0

I have list of object that needs to convert into datatable.

The collection length is existed for 20K or more than that.

When i try to iterate the collection using Parallel.for then, it just hang up and took too longer time.

Can any one suggest the best way to convert List of object to datatable optimally ?

test
  • 91
  • 11

2 Answers2

0

If you already have the object in memory and must to convert them to a DataTable you are pretty screwed. DataTable isn't thread safe

https://social.msdn.microsoft.com/Forums/en-US/ddcdac9d-35e7-4b9f-a367-242bf60c42f2/faq-item-is-datatable-thread-safe

And you are doubling up your memory usage.

My only suggestion would be that perhaps you can wrap your existing collection in an object inheriting from DataTable and override or hide the Methods so that they reference your underlying list.

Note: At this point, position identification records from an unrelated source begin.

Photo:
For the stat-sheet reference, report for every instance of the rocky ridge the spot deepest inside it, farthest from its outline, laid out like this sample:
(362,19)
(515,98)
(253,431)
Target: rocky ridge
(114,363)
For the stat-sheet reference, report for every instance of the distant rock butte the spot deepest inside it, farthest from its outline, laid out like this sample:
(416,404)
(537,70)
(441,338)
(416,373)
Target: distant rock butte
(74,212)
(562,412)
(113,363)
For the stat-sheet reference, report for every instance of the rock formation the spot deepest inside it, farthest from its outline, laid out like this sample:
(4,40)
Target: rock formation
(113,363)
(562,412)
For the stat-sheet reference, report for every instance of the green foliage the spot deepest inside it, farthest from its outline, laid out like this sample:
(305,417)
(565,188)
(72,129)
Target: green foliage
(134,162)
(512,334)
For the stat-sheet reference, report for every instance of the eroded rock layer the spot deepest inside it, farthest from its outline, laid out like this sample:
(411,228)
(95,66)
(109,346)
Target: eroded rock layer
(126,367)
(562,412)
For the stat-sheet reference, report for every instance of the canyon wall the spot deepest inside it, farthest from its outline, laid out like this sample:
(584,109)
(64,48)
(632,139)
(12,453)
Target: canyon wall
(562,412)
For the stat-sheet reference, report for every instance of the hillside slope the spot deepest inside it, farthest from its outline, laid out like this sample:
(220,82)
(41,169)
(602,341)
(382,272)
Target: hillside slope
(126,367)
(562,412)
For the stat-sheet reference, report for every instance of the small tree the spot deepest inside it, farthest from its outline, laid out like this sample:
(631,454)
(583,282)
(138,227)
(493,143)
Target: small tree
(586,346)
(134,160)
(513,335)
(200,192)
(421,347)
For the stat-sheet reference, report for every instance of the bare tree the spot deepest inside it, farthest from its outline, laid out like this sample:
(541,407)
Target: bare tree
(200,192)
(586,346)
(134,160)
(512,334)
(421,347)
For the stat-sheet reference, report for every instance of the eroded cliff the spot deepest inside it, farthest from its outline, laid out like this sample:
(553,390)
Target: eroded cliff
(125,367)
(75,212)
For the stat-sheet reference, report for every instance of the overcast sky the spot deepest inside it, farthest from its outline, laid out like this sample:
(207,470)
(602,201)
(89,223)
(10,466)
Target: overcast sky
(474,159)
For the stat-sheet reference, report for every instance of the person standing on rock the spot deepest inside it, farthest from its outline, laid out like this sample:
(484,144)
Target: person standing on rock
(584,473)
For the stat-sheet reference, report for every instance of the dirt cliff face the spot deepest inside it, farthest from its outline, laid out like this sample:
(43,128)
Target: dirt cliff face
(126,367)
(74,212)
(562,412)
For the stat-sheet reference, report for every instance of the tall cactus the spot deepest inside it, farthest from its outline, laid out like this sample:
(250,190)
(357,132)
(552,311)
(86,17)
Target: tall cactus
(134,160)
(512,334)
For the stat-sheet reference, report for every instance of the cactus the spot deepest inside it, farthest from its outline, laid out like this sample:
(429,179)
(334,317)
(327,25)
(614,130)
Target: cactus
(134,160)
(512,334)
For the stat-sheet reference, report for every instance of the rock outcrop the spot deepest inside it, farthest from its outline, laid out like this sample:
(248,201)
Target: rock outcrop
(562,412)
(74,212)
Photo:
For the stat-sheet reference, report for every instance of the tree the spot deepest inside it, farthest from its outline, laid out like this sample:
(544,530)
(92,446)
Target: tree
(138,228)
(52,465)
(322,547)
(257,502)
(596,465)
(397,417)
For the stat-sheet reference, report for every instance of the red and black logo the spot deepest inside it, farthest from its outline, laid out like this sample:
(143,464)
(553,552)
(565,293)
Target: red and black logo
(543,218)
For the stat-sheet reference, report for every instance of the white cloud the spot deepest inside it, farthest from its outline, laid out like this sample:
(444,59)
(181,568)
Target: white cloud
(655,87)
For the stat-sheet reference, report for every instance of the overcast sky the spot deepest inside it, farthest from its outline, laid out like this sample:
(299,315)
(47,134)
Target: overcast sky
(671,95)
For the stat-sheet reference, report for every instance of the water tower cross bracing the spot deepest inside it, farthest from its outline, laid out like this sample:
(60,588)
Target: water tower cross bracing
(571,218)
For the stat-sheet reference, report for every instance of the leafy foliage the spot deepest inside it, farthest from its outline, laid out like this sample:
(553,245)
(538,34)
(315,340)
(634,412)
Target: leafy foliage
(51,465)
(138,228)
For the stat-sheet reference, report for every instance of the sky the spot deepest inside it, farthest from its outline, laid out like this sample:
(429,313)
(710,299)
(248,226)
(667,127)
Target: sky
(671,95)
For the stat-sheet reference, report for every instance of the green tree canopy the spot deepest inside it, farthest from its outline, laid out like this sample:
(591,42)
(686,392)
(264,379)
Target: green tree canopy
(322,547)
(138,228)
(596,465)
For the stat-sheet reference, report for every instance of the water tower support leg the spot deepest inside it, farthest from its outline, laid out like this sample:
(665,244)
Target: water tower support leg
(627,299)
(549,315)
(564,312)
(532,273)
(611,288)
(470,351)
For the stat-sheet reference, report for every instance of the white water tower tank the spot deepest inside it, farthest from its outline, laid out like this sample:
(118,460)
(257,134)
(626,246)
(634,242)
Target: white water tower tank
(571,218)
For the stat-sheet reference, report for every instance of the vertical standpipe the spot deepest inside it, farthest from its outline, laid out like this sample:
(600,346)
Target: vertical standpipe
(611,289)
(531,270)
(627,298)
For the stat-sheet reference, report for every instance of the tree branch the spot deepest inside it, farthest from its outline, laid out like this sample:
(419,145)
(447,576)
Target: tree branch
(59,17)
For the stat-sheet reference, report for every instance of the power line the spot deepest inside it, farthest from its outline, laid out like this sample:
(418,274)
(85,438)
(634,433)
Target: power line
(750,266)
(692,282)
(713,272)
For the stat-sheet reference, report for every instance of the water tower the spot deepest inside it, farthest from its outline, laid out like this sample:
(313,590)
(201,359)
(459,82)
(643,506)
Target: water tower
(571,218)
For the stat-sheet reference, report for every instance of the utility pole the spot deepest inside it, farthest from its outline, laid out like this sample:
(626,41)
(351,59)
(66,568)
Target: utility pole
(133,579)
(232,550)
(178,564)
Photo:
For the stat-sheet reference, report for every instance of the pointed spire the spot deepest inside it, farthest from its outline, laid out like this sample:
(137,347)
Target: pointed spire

However I think this is unlikely to be a 'good' or easy solution to your problem. The best approach would be remove the need for the DataTable

Ewan
  • 1,261
  • 1
  • 14
  • 25
  • We have existing collection of objects, i.e length > 20K and i need to convert this list into datatable to process further. What is the best way to do this? – test May 01 '15 at 08:57
  • ahh sorry i misunderstood. – Ewan May 01 '15 at 09:01
  • while DataTable operations are not thread safe, I think one still can parallelize the work in question and benefit from it if the conversion from custom object to a DataRow is expensive. Please see my answer for details – anikiforov May 01 '15 at 13:07
  • nice, but really its equivalent to my first answer. "If you are doing heavy work per row, separate this out" I realize this isn't a great answer unless I add a good method of wrapping the object – Ewan May 01 '15 at 13:46
0

While DataTable operations (including .NewRow() ) are not thread safe, your work still can be parallelized using thread-local variables in the parallel loop:

List<string> source = Enumerable.Range(0, 20000).Select(i => i.ToString()).ToList();
DataTable endResult = CreateEmptyTable();
object lck = new object();

Parallel.For(
    0, source.Count,
    () => CreateEmptyTable(), // method to initialize the thread-local table
    (i, state, threadLocalTable) => // method invoked by the loop on each iteration
    {
        DataRow dr = threadLocalTable.NewRow();

        // running in parallel can only be beneficial 
        // if you do some CPU-heavy conversion in here
        // rather than simple assignment as below
        dr[0] = source[i];

        threadLocalTable.Rows.Add(dr);
        return threadLocalTable;
    },

    // Method to be executed when each partition has completed. 
    localTable =>
    {
        // lock to ensure that the result table 
        // is not screwed by merging from multiple threads simultaneously
        lock (lck)
        {
            endResult.Merge(localTable);
        }
    }
);

where

    private static DataTable CreateEmptyTable()
    {
        DataTable dt = new DataTable();
        dt.Columns.Add("MyString");
        return dt;
    }

However the parallel execution will only be beneficial if the time saved on the conversion 'your object instance' -> DataRow is greater than the time lost on joining the result in the end of the execution (locks + DataTable merges). Which is only possible if your conversion is somewhat CPU-heavy. In my example the conversion (dr[0] = source[i]) is not CPU heavy at all, and hence sequential execution is preferrable.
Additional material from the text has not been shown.